My point, without going into any extra work, if you look at the stock intake, the pickup is on the passenger side of the van up high right past the radiator and is basically sitting right next to the hot engine, and is essentially picking up hot air. The air has to travel through 3 90 degree angles in order to get to the airbox. If you look at where the the intake tub hits the box, there is really no difference as to where it would pick up air if you removed it as compared to where the hose picks it up. In reality, you would be picking up air that is a little lower, since that sits lower, and everyone knows, hot air rises, so it would actually probably be a slight bit cooler and cold air makes for a cleaner burn. By removing the tubing, you are removing restriction, therefore freeing up power and at normal driving conditions, you should also experience improved fuel economy. Now as the K&N was saying, it depends on the driving condition. Normal driving you will notice better fuel economy, but when you punch it, you'll notice more power. Basically by removing the intake, you have a short ram intake like you see on some cars, but they just have a cone filter and a short pipe directly under the hood.

If you want to really improve things, rig up a pipe to hook onto your box and have it going down to pick up air from the lowest point possible or route it someway to the grill (though it doesn't look like there is any room that way), or get a hood scoop and route it that way.

The only thing that air intake tube is good for is quieting your engine some, about the same as the two resonators they put on your exhaust.
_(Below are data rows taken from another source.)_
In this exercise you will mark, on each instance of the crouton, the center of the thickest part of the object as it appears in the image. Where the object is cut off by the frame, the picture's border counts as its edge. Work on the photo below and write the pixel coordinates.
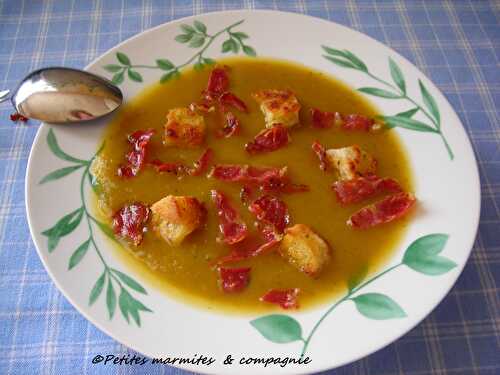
(278, 107)
(175, 217)
(304, 249)
(184, 128)
(351, 162)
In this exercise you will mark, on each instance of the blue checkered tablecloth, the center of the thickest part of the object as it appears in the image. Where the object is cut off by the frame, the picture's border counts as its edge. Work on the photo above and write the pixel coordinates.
(456, 43)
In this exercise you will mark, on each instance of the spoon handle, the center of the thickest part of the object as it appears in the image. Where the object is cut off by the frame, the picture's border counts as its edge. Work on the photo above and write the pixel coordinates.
(4, 95)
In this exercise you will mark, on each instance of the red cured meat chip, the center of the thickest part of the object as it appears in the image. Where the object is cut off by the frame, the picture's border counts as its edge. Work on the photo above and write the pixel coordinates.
(136, 157)
(271, 210)
(285, 298)
(360, 188)
(129, 221)
(322, 119)
(231, 127)
(384, 211)
(320, 151)
(218, 82)
(228, 99)
(232, 228)
(201, 165)
(246, 173)
(268, 179)
(234, 279)
(357, 122)
(269, 140)
(253, 250)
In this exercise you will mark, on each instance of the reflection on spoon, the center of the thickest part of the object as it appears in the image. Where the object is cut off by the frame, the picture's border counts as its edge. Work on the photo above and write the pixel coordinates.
(64, 95)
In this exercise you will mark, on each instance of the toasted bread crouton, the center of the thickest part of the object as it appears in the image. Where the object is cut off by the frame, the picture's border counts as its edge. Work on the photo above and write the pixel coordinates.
(278, 107)
(184, 128)
(175, 217)
(304, 249)
(351, 162)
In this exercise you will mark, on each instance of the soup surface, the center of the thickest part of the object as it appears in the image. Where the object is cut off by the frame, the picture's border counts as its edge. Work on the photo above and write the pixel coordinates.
(185, 271)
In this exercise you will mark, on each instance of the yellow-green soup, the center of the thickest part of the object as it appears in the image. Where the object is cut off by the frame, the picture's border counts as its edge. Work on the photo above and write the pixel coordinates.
(185, 272)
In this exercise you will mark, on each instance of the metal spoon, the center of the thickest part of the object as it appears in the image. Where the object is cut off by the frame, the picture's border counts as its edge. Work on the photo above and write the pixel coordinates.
(64, 95)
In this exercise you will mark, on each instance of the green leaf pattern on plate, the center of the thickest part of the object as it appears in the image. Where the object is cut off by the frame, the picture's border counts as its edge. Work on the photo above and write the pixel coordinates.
(395, 91)
(278, 328)
(378, 306)
(194, 36)
(110, 277)
(421, 255)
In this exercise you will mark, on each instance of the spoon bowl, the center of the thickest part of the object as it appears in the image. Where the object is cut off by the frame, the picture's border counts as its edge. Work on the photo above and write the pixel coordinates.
(65, 95)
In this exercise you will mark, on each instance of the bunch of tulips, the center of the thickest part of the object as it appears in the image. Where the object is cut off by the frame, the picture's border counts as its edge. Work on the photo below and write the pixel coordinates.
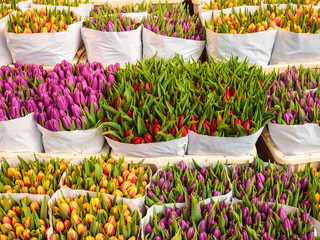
(41, 21)
(86, 217)
(107, 175)
(35, 177)
(176, 183)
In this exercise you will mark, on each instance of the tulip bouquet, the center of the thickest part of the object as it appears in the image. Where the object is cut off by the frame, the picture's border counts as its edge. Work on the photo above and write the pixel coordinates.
(23, 217)
(220, 220)
(89, 217)
(68, 3)
(170, 30)
(35, 177)
(176, 183)
(4, 11)
(174, 22)
(239, 23)
(223, 4)
(295, 23)
(177, 28)
(296, 108)
(144, 111)
(296, 121)
(70, 98)
(258, 181)
(17, 99)
(113, 23)
(108, 9)
(298, 20)
(226, 109)
(107, 175)
(18, 102)
(295, 80)
(43, 21)
(225, 106)
(226, 30)
(302, 2)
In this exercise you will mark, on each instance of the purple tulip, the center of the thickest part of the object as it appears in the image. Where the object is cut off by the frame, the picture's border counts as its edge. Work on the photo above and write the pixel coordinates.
(31, 105)
(169, 176)
(217, 233)
(161, 182)
(303, 183)
(162, 198)
(62, 103)
(202, 226)
(52, 125)
(14, 112)
(286, 225)
(152, 185)
(76, 110)
(150, 194)
(245, 235)
(183, 224)
(190, 233)
(248, 221)
(245, 212)
(66, 121)
(203, 236)
(182, 165)
(148, 229)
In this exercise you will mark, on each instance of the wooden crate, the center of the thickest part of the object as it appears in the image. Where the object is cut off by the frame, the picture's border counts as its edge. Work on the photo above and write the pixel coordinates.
(283, 67)
(124, 2)
(81, 56)
(298, 162)
(67, 156)
(161, 162)
(196, 4)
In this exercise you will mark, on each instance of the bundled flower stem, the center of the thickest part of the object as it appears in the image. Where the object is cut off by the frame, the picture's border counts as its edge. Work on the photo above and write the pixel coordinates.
(295, 80)
(107, 175)
(68, 3)
(177, 183)
(108, 9)
(4, 11)
(43, 21)
(35, 177)
(219, 220)
(113, 23)
(23, 219)
(240, 23)
(299, 20)
(223, 4)
(257, 182)
(86, 217)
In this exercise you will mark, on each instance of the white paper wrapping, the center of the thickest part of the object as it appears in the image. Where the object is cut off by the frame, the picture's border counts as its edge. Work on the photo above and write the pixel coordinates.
(83, 9)
(78, 141)
(139, 202)
(256, 47)
(5, 57)
(72, 193)
(296, 139)
(113, 47)
(20, 135)
(289, 209)
(293, 47)
(167, 47)
(24, 5)
(167, 148)
(203, 144)
(44, 48)
(226, 197)
(160, 208)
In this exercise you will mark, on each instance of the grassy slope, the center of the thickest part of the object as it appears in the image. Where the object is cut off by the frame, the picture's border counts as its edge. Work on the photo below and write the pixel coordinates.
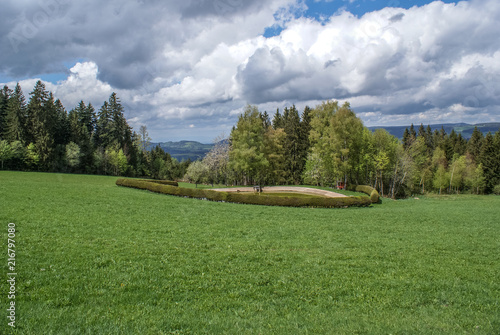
(95, 258)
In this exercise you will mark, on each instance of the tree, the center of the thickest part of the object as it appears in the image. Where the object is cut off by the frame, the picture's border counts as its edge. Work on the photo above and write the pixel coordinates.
(15, 116)
(5, 152)
(320, 135)
(196, 172)
(488, 158)
(145, 140)
(247, 147)
(476, 180)
(458, 173)
(294, 158)
(72, 155)
(278, 120)
(441, 178)
(346, 140)
(5, 95)
(274, 152)
(474, 144)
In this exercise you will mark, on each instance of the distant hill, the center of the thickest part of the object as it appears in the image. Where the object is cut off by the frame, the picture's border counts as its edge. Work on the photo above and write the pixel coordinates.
(193, 150)
(463, 128)
(184, 150)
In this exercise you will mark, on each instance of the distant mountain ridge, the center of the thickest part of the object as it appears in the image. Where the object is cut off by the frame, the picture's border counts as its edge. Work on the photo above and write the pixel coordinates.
(184, 150)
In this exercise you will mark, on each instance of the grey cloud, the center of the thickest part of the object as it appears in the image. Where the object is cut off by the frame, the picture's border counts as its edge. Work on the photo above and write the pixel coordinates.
(397, 17)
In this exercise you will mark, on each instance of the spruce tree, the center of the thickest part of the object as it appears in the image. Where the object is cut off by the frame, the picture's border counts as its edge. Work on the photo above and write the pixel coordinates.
(406, 139)
(474, 144)
(5, 94)
(277, 120)
(293, 156)
(488, 159)
(15, 117)
(421, 131)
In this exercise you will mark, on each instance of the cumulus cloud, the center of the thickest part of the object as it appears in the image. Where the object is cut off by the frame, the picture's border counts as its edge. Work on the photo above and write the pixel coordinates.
(187, 67)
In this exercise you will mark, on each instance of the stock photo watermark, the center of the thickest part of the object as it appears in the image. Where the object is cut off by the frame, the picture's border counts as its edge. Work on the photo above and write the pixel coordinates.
(11, 275)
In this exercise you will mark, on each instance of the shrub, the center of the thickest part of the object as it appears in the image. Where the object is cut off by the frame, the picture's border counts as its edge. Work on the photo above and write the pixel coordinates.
(245, 198)
(162, 182)
(373, 193)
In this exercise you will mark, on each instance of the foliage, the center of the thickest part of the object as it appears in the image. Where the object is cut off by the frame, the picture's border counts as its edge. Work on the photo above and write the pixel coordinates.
(113, 260)
(246, 198)
(46, 137)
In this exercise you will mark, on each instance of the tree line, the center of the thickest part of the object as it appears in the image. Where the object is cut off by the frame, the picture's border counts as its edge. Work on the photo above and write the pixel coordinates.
(40, 135)
(330, 146)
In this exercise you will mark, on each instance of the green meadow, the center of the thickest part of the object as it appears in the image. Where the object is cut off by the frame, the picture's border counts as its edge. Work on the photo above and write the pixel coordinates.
(95, 258)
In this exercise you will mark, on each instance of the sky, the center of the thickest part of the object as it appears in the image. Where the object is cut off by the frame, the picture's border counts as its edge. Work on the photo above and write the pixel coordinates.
(187, 69)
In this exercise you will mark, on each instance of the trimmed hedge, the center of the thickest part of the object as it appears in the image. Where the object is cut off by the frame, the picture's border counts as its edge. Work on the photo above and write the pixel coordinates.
(162, 182)
(245, 198)
(373, 193)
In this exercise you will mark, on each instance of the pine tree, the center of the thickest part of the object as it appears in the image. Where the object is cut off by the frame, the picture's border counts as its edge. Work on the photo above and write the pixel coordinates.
(488, 159)
(413, 133)
(421, 131)
(429, 140)
(5, 94)
(62, 130)
(15, 117)
(474, 144)
(278, 120)
(293, 156)
(406, 139)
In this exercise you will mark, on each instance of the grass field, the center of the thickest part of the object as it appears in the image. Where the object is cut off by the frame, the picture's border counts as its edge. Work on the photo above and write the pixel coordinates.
(94, 258)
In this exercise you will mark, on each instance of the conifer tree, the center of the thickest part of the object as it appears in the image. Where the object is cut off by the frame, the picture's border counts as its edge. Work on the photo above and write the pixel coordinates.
(294, 160)
(474, 144)
(277, 120)
(488, 159)
(5, 94)
(15, 117)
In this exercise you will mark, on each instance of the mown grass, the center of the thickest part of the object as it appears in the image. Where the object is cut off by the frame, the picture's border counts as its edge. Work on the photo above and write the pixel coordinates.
(94, 258)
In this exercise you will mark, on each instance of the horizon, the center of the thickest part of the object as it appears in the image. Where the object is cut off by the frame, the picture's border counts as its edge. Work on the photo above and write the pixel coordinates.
(187, 70)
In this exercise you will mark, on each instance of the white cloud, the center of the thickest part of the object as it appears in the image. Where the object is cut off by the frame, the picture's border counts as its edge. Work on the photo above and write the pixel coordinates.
(193, 63)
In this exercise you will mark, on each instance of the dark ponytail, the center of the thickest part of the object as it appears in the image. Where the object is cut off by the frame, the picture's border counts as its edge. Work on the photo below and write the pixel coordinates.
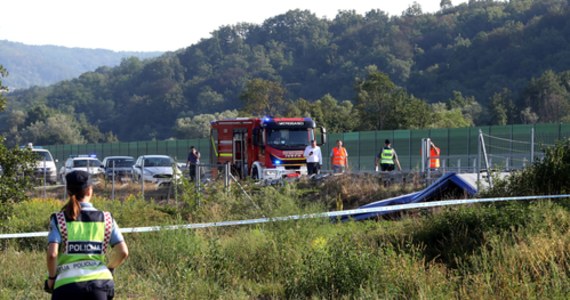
(78, 184)
(72, 207)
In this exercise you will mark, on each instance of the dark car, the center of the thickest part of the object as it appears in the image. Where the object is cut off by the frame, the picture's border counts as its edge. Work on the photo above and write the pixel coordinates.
(121, 166)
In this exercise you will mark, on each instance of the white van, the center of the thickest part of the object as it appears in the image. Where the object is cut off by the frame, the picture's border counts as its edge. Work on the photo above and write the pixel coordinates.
(45, 165)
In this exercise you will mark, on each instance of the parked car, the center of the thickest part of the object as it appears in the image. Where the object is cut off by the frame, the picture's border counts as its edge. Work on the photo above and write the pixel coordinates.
(88, 163)
(45, 165)
(121, 166)
(155, 168)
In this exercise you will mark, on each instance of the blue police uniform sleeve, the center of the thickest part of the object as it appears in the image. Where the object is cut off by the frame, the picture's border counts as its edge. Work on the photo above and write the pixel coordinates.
(116, 235)
(53, 236)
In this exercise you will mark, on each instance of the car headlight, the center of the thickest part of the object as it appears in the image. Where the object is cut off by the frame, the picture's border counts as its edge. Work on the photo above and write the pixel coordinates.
(271, 172)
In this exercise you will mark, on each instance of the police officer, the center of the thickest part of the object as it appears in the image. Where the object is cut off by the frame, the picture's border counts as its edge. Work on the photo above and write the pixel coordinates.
(78, 239)
(388, 158)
Remove those and you'll also see better mileage and horsepower when you tromp it.
 

·
Registered
Joined
·
52 Posts
Discussion Starter #9
Just another thought on the air mixture topic. All new cars have MAFS, temp sensors, etc that monitor the amount of air, etc and send that info to the ECU so it will adjust the fuel to keep it at the optimal level, and as we all know most vehicles are made as a compromise to fuel economy and HP. The point of items like K&N and air intakes is to free up restriction. An engine has to **** air in, and push exhaust out. The more restriction on either end, the more power and fuel you have to use just to move the air. Someone stated before and engine is just a big air pump, which it is. Here is where the driving condition comes into play. Normal driving while freeing up restriction, uses less power and less fuel, the engine doesn't have to work as hard to get the air or move it out. Now when you tromp it, you have a whole lot more air coming in, so you will use more fuel, but you're getting more power. If you can get more cold air in, you get better combustion because cold air is more condensed. Putting in the filter allows more air to pass in, but removing the air tube, just removes the restriction, that same amount of air will come in.
 

·
Registered
Joined
·
52 Posts
Discussion Starter #10
Ok I had to laugh when I saw my last post, it **** out s-u-c-k..lol. I didn't realize that was a dirty word. Anyway, here is the report after removing that. Can notice a little more low end torque and better throttle response. When you have to tromp on it, you will notice a little more aggressive engine sound. Now on my previous fill up before I had the K&N and removed that intake tube, I averaged 13 mpg. I know it sucks but I only have 1800 miles on it so far so it's not broke in and I do mostly city driving. Makes me miss my little Mazda Mx-3, but that isn't good at hauling around kids. This time around I was just at 16 mpg, which is what the sticker says it is supposed to get for City, which is much better. I also changed the oil from that time to this, plus I didn't have to have it warming up like I did a couple times during the last fill up, but there was definatly a fuel improvement.